Suicidal behaviour is a serious public health concern causing approximately 800,000 deaths per year worldwide. In 2016, the global age-standardised suicide rate was 10.5 per 100,000 inhabitants.1,2 Suicide is among the 10 most common causes of premature death and potential years of life lost (PYLL) in several regions of Europe, Central Asia, Australasia, South America, the Caribbean, and North America, representing 2.2% of total PYLL worldwide.3
According to the World Health Organisation (WHO), suicidal behaviour encompasses a range of behaviours including suicidal ideation (thoughts of suicide), suicide planning (planning of the method or suicidal procedure), attempted suicide (potentially harmful, self-inflicted non-fatal behaviour, with implicit or explicit evidence of intention to provoke one’s own death) and suicide (self-inflicted death with implicit or explicit evidence of the intention to provoke one’s own death).1,4
Suicidal behaviour can occur at any point in the life cycle.

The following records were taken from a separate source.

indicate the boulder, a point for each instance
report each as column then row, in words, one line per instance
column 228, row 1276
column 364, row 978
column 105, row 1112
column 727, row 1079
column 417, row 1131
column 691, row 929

Suicide is the second cause of death among young persons aged 15 to 29 years worldwide (after traffic accidents), causing 8.5% of all deaths, and is the fourth cause of death in persons aged 35 to 54 years;1 the highest suicide rates, however, are found in older adults.3 Differences are also observed by sex, with rates being higher in men than in women. In 2016, the worldwide age-standardised suicide rate was 1.8 times higher in men than in women.2
Suicide and suicide attempts have terrible consequences, not only for the individuals themselves but also for their families, friends, and society in general. In terms of health, persons making a suicide attempt may experience depression, feelings of rage or guilt, and more or less permanent physical effects, depending on the suicide method used and the seriousness of the attempt.5 The families, friends and people close to individuals who have lost their lives through suicide (suicide survivors) may experience complicated mourning, depression, anxiety, and post-traumatic stress syndrome, and have a higher risk of suicidal ideation and suicide.6,7 In economic terms, the estimated medical and occupational costs (productivity losses) due to suicide in the United States represent $50.8 billion per year.8 In Spain, these costs amount to approximately €565 million.9
In Spain, 3,679 persons (2,718 men and 961 women) died by suicide in 2017, representing a suicide rate of 7.9 per 100,000 inhabitants.10 In Catalonia, the suicide rate was 6.6 per 100,000 inhabitants, but suicide represents the third cause of premature death, both in men and in women (with a mean of 24 and 23.2 PYLL, respectively).11,12
Suicidal behaviour is a complex and multifactorial phenomenon. Multiple risk factors and protective factors have been identified–biological, psychological, cultural, and environmental (for example, mental health problems, drug abuse, socioeconomic deprivation, and difficulty in accessing treatment, among other factors).1 However, there is still no consensus-based explanatory framework for suicidal behaviour.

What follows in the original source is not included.